Auf deutschland1949.de wird zum einen die Vorgeschichte der Gründung der BRD, eingebettet in die Geschichte des Kalten Krieges thematisiert. Kurz gesagt: Die Gründung des westdeutschen Separatstaates war funktional Bestandteil der US-amerikanischen Globalstrategie und des von den Vereinigten Staaten provozierten Kalten Krieges. Der Kampf gegen die UdSSR und ihre Verbündeten, die Orientierung auf containment (Eindämmung) und/oder roll back (Zurückrollen) des Kommunismus erforderte zwingend aus politischen, ökonomischen und auch militärischen Gründen, die Westzonen zu einem kapitalistischen Staat mit wirtschaftlicher Prosperität, politischer Stabilität und einer starken Armee umzuformen.
Die Debatten zur Aufrüstung der Westzonen begannen bereits durch westalliierte Politiker, Militärs, Parlamentarier und führende Publizisten ab 1947/48, nachlesbar in der zeitgenössischen Presse, wie zum Beispiel in der „Welt“ und im „Tagesspiegel“. Auch westdeutsche Politiker, darunter das Vorstandsmitglied der SPD Prof. Carlo Schmid, waren daran beteiligt. Diese Debatten fanden übrigens schon statt, bevor der Kalte Krieg im Jahr 1948 eskalierte („kommunistischer Umsturz“ in der Tschechoslowakei Februar 1948, „Berliner Blockade“ 1948/49). Der erste US-amerikanische Plan eines Atomkrieges gegen die Sowjetunion datierte bereits vom November 1945, die atomaren Hochrüstungspläne sowie das weltweit an den Grenzen der UdSSR angelegte System militärischer Stützpunkte, besonders für die U.S. Air Force, waren in Gang gesetzt worden, bevor der Kalte Krieg im Verlaufe des Jahres 1947 die dominierende Tendenz in den internationalen Beziehungen wurde.
Die Wurzeln der Teilung Deutschlands sind tatsächlich, so wie es die oben zitierte Formulierung von Wolfgang Benz ausdrückt, im Westen zu verorten, und nicht in der Sowjetunion.
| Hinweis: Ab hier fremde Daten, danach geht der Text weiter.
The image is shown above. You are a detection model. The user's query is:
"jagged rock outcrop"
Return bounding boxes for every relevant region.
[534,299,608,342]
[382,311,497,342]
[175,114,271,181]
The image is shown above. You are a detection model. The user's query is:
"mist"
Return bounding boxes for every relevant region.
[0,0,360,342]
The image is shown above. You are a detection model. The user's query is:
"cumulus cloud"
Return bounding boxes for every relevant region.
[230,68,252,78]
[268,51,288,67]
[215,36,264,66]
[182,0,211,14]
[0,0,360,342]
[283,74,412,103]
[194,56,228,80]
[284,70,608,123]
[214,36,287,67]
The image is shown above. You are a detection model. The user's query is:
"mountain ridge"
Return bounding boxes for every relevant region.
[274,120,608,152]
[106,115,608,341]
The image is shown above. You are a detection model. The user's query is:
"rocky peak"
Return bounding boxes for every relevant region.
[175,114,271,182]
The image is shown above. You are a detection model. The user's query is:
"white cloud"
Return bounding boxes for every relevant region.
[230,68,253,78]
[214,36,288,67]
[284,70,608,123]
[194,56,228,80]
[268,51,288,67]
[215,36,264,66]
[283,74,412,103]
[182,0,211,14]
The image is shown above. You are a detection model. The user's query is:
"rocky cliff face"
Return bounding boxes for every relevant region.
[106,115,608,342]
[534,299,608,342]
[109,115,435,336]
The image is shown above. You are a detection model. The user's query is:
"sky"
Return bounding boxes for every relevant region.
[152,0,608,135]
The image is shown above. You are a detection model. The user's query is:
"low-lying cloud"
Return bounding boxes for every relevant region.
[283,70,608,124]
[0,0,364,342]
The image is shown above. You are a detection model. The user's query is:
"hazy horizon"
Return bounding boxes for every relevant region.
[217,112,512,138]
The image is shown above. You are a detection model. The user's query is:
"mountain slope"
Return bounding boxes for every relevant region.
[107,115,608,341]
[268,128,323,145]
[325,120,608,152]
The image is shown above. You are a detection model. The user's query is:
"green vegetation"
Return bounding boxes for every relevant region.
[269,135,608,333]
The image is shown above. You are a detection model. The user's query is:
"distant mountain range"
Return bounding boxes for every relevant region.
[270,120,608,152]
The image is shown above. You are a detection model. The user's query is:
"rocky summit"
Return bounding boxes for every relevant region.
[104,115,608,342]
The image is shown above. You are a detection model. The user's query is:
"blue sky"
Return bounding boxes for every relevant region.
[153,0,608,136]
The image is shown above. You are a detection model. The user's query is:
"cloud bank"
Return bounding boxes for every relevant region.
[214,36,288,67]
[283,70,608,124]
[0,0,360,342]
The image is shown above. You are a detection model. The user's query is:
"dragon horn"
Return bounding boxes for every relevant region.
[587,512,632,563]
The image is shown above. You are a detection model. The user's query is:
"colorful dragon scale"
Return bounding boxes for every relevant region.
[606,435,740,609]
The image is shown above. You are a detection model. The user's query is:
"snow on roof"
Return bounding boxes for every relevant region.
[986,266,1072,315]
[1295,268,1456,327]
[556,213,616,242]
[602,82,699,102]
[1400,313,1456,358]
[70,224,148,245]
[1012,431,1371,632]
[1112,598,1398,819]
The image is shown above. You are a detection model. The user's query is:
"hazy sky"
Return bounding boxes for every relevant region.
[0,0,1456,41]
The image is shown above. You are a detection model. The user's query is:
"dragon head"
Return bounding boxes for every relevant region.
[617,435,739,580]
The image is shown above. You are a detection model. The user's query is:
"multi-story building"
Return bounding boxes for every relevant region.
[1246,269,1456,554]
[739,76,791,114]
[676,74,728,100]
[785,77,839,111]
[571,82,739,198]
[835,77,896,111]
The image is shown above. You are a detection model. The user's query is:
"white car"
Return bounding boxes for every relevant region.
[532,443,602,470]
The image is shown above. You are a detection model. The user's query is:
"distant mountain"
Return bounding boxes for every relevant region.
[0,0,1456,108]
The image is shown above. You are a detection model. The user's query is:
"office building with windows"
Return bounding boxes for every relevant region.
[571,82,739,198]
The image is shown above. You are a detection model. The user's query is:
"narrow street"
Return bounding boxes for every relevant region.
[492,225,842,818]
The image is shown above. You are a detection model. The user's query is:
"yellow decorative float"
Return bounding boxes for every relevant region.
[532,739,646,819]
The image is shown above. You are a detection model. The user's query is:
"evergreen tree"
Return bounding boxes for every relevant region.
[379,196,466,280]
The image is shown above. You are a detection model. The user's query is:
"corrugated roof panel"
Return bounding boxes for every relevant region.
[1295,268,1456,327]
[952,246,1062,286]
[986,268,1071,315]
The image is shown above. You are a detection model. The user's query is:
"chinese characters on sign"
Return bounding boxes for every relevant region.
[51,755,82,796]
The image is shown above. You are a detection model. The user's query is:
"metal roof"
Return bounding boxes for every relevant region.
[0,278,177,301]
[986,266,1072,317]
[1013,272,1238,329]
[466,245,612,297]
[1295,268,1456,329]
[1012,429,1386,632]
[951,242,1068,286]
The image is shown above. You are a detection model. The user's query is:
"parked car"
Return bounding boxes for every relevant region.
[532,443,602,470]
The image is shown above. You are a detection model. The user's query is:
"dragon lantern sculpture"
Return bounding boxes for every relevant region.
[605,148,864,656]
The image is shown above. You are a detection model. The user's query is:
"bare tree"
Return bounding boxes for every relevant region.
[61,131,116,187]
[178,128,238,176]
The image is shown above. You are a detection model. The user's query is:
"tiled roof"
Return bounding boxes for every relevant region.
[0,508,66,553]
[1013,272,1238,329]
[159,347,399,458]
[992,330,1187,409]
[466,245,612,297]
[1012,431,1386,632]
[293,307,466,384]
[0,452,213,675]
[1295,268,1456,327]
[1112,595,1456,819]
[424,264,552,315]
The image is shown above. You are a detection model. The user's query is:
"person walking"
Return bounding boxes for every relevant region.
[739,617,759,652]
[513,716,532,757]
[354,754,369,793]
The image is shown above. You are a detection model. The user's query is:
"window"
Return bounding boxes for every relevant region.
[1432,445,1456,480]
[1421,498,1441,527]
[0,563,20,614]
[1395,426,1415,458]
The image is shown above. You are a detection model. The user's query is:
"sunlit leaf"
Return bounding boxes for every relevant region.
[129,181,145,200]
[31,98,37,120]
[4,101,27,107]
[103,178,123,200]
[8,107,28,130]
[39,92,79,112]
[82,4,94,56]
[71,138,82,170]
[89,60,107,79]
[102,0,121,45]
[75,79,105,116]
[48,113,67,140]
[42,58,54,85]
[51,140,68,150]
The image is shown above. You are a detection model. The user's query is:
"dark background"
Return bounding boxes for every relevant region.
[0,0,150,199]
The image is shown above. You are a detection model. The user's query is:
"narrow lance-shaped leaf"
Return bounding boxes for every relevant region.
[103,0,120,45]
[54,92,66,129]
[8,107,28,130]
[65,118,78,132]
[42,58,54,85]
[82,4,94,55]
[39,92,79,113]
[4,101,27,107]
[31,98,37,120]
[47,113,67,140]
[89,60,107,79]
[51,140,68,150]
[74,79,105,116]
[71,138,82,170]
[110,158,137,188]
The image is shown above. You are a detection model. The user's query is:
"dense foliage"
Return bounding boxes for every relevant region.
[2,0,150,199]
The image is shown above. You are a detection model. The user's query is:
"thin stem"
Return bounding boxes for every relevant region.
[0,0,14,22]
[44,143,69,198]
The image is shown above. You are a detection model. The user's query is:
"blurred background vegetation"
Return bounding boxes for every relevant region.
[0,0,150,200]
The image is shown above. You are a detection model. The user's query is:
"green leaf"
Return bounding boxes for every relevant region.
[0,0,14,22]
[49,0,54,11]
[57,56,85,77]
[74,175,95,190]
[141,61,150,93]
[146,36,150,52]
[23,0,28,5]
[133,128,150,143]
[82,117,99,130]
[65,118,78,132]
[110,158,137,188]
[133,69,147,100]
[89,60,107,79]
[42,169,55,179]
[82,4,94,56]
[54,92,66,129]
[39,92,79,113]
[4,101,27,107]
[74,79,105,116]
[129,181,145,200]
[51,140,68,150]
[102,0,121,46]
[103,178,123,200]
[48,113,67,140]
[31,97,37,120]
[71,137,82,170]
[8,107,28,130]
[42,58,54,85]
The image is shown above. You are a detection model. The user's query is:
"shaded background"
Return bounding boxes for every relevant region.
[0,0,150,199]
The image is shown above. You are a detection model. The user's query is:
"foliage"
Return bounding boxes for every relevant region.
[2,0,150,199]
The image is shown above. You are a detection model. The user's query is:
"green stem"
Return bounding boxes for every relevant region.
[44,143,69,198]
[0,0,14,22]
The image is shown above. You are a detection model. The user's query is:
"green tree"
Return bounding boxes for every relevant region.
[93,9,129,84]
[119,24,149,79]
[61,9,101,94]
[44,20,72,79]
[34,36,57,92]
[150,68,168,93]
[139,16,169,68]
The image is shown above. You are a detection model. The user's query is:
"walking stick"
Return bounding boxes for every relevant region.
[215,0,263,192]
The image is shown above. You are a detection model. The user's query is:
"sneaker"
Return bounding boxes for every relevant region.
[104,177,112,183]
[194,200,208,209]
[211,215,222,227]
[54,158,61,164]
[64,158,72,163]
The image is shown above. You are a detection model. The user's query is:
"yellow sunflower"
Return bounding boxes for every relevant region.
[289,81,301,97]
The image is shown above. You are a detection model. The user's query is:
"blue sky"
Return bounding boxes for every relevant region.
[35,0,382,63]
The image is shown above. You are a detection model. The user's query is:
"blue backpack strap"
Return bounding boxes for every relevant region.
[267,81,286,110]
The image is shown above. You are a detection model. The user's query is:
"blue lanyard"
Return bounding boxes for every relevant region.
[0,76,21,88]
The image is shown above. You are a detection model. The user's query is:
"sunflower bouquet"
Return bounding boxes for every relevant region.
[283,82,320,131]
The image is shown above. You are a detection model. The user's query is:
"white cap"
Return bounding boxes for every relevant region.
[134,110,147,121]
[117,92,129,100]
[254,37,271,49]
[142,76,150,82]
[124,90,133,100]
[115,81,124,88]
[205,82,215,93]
Eine Teilung Deutschlands lag zu keiner Zeit im Interesse der UdSSR, die nach den gewaltigen Zerstörungen des Landes durch die faschistischen Aggressoren an internationalen Spannungen und an einem neuen Krieg keinerlei Interesse haben konnte, zumal die USA bis zum Sommer über das Kernwaffenmonopol verfügten. Sie war strukturell kriegsunfähig und auch deshalb an einem Fortbestand der Antihitlerkoalition wie an der perspektivischen Existenz eines einheitlichen, entmilitarisierten und für die UdSSR nicht feindseligen Deutschlands interessiert.
Zum anderen beleuchtet deutschland1949.de die unterschiedliche Herangehensweisen in den beiden neu entstandenen deutschen Staaten in sozialpolitischen Fragen.
Welche Auseinandersetzungen existierten in den Westzonen und in der jungen BRD zu sozialpolitischen Fragen? Welche Erfolge konnten die Arbeitenden und ihre Gewerkschaften Ende der 1940er Jahre und in den 1950er Jahren in der durch Streikaktionen erzielen (z. B. Lohnfortzahlung im Krankheitsfall). Wie und aus welchen weltanschaulichen und politischen Quellen entstand das Konzept der „Sozialen Marktwirtschaft“? Welche sozialpolitische Konzeption lag der DDR-Gesellschaft zu Grunde? Welche Rolle spielte die Sozialpolitik bei der Systemkonkurrenz zwischen Kapitalismus und Sozialismus auf deutschem Boden?